- Born: John Cornelius Moberly 22 April 22 April 1848 Winchester, Hampshire, England
- Died: 29 January 1928 (aged 79) Southampton, Hampshire, England
- Education: Winchester College
- Alma mater: New College, Oxford
- Occupations: Solicitor; official receiver; cricket administrator;
- Spouse: Caroline Hunter ​(m. 1872)​
- Children: 4
- Father: George Moberly

Cricket information
- Batting: Right-handed
- Bowling: Right-arm medium

Domestic team information
- 1877: Hampshire

Career statistics
| Competition | First-class |
| Matches | 1 |
| Runs scored | 31 |
| Batting average | 15.50 |
| 100s/50s | –/– |
| Top score | 27 |
| Catches/stumpings | –/– |
- Source: Cricinfo, 19 February 2010

= John Moberly (cricketer) =

English cricketer

John Cornelius Moberly (22 April 1848 – 29 January 1928) was an English first-class cricketer, cricket administrator, and solicitor.

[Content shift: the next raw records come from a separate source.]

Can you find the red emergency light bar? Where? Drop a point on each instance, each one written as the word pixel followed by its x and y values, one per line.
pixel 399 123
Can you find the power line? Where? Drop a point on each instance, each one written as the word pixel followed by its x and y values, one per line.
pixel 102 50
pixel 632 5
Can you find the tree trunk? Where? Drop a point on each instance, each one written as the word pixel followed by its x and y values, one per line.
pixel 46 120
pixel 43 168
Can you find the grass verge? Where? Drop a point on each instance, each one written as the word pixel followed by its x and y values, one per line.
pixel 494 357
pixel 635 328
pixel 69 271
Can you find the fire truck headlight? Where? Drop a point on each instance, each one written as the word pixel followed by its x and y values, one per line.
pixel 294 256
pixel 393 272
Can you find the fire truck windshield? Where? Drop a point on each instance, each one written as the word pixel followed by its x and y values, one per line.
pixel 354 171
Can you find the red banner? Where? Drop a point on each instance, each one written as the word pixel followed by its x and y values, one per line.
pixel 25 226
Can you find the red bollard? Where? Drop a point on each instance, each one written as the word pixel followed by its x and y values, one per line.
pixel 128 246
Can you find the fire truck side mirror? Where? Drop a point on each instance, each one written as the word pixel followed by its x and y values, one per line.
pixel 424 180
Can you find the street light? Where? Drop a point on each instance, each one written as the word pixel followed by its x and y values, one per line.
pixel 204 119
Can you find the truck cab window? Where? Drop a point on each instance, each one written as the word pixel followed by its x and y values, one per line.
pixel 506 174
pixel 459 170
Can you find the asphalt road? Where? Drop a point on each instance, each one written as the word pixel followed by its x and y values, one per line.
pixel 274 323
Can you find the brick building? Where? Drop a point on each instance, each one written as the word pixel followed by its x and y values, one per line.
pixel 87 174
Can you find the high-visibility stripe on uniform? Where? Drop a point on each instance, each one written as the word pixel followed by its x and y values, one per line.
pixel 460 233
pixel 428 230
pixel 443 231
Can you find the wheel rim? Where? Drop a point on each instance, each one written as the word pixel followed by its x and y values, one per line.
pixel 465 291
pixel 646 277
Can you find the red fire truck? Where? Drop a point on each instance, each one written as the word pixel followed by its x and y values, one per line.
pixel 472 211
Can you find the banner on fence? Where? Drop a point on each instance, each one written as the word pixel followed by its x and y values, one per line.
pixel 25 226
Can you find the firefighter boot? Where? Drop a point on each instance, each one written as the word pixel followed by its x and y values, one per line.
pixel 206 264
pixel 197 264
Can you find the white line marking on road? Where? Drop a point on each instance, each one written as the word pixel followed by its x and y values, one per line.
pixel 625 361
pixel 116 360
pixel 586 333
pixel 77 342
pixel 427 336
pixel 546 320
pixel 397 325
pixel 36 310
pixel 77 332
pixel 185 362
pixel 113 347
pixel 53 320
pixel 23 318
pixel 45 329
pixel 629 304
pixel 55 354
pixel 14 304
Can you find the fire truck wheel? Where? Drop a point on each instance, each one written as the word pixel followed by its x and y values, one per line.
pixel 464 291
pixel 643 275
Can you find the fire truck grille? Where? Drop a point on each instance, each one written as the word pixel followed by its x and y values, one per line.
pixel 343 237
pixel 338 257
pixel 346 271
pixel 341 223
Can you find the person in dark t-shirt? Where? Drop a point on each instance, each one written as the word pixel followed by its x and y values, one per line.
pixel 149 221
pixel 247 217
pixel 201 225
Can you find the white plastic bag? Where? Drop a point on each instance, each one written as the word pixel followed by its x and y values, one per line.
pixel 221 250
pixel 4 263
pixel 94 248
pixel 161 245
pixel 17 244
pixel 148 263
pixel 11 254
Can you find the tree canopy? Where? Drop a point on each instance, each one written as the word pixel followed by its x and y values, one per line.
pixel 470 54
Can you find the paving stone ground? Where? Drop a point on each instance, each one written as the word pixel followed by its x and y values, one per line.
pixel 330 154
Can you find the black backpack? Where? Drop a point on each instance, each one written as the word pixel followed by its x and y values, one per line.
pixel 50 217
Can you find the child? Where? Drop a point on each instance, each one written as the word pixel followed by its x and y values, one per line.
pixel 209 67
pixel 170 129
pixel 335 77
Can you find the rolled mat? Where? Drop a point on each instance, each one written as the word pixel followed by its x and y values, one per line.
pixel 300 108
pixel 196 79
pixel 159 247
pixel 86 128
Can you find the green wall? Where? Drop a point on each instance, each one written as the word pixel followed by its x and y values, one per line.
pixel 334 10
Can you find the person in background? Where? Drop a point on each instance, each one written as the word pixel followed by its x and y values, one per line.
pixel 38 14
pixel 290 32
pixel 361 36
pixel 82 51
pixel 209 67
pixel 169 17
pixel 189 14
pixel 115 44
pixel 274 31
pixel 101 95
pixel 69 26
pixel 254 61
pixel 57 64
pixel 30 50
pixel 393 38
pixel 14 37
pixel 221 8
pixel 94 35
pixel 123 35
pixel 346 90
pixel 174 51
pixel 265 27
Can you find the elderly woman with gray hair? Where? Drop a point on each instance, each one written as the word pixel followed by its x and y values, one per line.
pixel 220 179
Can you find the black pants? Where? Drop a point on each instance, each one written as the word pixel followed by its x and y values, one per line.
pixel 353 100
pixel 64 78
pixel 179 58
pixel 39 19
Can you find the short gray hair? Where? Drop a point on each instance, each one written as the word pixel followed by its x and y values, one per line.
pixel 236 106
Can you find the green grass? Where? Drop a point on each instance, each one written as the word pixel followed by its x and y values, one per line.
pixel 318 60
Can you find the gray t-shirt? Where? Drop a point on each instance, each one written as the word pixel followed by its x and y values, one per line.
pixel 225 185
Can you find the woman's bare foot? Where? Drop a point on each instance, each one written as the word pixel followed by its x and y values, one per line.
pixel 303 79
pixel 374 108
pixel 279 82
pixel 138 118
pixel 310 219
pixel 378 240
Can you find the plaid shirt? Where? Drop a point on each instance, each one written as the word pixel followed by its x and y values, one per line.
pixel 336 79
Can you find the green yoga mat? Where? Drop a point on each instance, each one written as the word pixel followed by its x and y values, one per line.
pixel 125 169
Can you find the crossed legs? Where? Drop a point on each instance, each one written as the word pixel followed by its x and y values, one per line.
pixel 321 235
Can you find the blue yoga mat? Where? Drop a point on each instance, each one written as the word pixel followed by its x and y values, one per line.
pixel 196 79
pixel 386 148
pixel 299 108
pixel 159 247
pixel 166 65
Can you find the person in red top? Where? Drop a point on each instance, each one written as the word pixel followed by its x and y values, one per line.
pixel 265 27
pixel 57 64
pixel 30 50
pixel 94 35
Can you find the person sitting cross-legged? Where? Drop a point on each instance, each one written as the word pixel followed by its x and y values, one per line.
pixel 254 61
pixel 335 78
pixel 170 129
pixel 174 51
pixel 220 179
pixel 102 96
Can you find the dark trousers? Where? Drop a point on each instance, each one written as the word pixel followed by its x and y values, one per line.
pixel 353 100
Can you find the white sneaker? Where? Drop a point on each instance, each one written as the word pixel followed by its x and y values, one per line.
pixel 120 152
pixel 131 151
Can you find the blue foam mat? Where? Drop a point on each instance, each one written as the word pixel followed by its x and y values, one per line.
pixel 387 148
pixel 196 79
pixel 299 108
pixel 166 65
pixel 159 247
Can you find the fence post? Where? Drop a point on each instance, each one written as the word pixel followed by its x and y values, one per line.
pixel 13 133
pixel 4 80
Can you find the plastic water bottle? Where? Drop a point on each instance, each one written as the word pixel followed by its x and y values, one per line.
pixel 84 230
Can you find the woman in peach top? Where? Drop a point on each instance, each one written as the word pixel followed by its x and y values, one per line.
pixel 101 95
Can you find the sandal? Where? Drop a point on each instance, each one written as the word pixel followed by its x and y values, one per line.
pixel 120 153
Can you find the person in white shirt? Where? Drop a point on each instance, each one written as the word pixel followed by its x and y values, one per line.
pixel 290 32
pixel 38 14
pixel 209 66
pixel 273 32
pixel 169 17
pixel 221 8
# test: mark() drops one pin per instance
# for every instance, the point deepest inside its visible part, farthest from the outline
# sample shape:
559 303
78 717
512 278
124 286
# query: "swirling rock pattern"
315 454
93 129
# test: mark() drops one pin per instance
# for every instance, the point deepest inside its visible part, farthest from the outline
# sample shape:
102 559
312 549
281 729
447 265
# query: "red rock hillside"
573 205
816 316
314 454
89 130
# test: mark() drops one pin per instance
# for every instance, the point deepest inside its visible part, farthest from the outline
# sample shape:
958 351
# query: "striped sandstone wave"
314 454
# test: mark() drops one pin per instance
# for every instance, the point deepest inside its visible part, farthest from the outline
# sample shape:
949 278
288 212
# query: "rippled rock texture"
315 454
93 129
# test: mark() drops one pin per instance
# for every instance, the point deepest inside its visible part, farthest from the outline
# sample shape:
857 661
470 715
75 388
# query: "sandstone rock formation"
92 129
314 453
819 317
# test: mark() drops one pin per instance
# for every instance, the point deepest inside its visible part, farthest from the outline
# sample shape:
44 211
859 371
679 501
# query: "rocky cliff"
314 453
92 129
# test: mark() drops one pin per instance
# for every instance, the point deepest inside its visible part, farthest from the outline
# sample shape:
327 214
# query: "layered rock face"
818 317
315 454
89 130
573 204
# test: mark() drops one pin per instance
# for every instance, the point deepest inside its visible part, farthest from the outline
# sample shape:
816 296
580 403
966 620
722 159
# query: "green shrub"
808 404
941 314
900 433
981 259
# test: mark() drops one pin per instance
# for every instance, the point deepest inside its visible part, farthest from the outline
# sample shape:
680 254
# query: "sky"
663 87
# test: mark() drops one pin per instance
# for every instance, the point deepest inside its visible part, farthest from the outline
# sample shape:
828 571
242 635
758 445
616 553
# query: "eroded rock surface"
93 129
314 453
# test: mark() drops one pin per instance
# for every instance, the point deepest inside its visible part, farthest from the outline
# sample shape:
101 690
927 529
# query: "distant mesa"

==Early life and education==
The fourth son of the cleric George Moberly, he was born at Winchester in April 1848. He was educated at Winchester College from 1858 to 1866 before matriculating at New College, Oxford in 1866. He earned a BA in 1869, followed by an MA in 1873.

==Cricket==
As a student, Moberly played for Winchester College's cricket team. In his adulthood, he made a single appearance in first-class cricket for Hampshire against Derbyshire at Derby in 1877. Batting twice in the match, he was dismissed for 27 runs in Hampshire's first innings by Amos Hind, while in their second innings he was dismissed for 4 runs by William Hickton. Although he did bowl in first-class cricket, Wisden described him as "a steady and painstaking bowler, varying the pitch considerably, and was sometimes very successful". He later served Hampshire County Cricket Club in an administrative capacity, serving for many years as its treasurer and chairman of committee. From 1913 to 1918, he served as its president.

==Legal career==
After graduating from Oxford, Moberly practiced as a solicitor in Alresford and later in Southampton. He was also an official receiver in bankruptcy. He co-founded the Moberly & Wharton practice with his business partner, John Henry Turner Wharton.

Moberly was appointed a Land Tax commissioner for the "County of Southampton" in 1886.

==Personal life and death==
Moberly married his wife, Caroline (née Hunter) in 1872. Together, they had 2 sons and 2 daughters.

He died at Southampton on 29 January 1928.

His nephew, Robert Awdry, son of his sister Margaret Helen, also played first-class cricket.